Here are some simple solutions for putting on weight if you are a skinny man ::
• Count your calories.
Read food labels, investigate what’s going in your mouth and keep a food journal, you need to know how many calories you are eating and slowly increase this.
• Eat every 2 ½ / 3 hours.
You need to increase the frequency of your meals, every 3 to 4 hours you have a window of opportunity to put more into the machine, if you have a very labour intensive job, this is very important for you to reach your weight gain goals.
Breakfast, mid morning, lunch, mid afternoon, dinner, evening snack are good time frames to plan your meals around.

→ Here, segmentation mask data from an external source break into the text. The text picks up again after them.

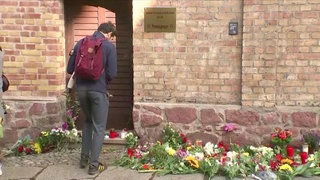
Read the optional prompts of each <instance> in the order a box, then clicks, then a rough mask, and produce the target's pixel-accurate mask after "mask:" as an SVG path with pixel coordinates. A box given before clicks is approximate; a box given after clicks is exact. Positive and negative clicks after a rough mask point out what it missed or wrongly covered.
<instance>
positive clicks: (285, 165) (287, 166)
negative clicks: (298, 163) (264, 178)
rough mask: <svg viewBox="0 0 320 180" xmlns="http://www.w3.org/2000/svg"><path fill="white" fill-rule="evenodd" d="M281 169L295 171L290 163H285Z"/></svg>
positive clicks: (280, 166)
mask: <svg viewBox="0 0 320 180" xmlns="http://www.w3.org/2000/svg"><path fill="white" fill-rule="evenodd" d="M279 170H280V171H289V172H291V173H293V169H292V167H291V166H290V165H289V164H284V165H282V166H280V168H279Z"/></svg>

• Consume calorie dense foods.
Eating foods that haven’t got a lot of calories for a skinny man is like throwing a tissue on a fire in regards to your body burning the calories off, you want to find big logs to throw onto your metabolism fire, also most skinny people have small stomachs too and can’t eat the volume of food, so we need to find foods that give you more bang for your buck, small in size but big in calories.
• Hit the gym.
As funny as it may sound, if you want to put on weight the gym is a good and easier place to start than just eating, go put some muscle on at the same time too, get stronger and lift heavier over time and your body weight will go up with the correct nutrition base aiding in your recovery.
• Planning your days, weeks and months.
Plan your meals, calorie intakes, training and give yourself small goals to achieve on the way through to gaining the weight you have set yourself.
• Keeping track of what you are doing.
Write everything down, if you have a base diet and training plan and after a week you have lost weight, bump up the calories, by keeping a weight gain diary you will be able to easily gauge where your at and make the necessary changes as needed, also its great for motivation as you can see the changes happening with every diary entry.
Simple Weight Gain Diet for a Skinny Guy ::
Use this as your base weight gain diet guide, obviously I don’t know how much you weigh and how much you are eating at the moment either, also be wary that you may have to build up to meal volume, it’s not the best to feel sick if you have over eaten and you stomach feels like exploding, so increase the meals slowly over time if needed and enjoy the weight gain as it comes.
Breakfast :: 1 x Cup of Porridge/Oats, 1 Tablespoon Honey, 1 Scoop Protein.
Mid Morning :: 100gm Nuts or Protein Shake with Milk / Water or Tuna Sandwich or Tuna and Rice.
Lunch :: 200-250gm of Pasta, 1 Serve of Meat (Chicken, Beef or Tuna), Cheese and Sauce.
Mid Afternoon :: 100gm Nuts or Protein Shake with Milk / Water or Tuna Sandwich or Tuna and Rice.
After Training Shake :: 1 Protein Serve, 1 Banana and 2 x Tablespoons of Oats in a Shaker Cup.
Dinner :: 200-250gm of Pasta or 2 Potato’s, 1 Serve of Meat (Chicken, Beef or Tuna) and a couple of serves of Vegetables (Preferably Broccoli and Beans, got to keep your greens in your diet too).
Before Bedtime :: 2 Tablespoon Cottage Cheese, Protein Shake with a teaspoon of Olive Oil mixed in.
That’s it for a simple eating solution and also a bit of a brief reason why you have to eat to put on weight, plan and prepare and you will put on weight in no time, also, the key when you arrive at your goal weight is to keep it there, this also needs planning and attention as your body will be wanting to get back to being Mr Skinny as fast as it can, so keep the calories up, enjoy the training and don’t be afraid to mix up your meals a little for flavour/taste, volume of food and also eating the foods you enjoy, it doesn’t have to be as bland as above so mix and match to what you like to eat but keep your eyes on the prize.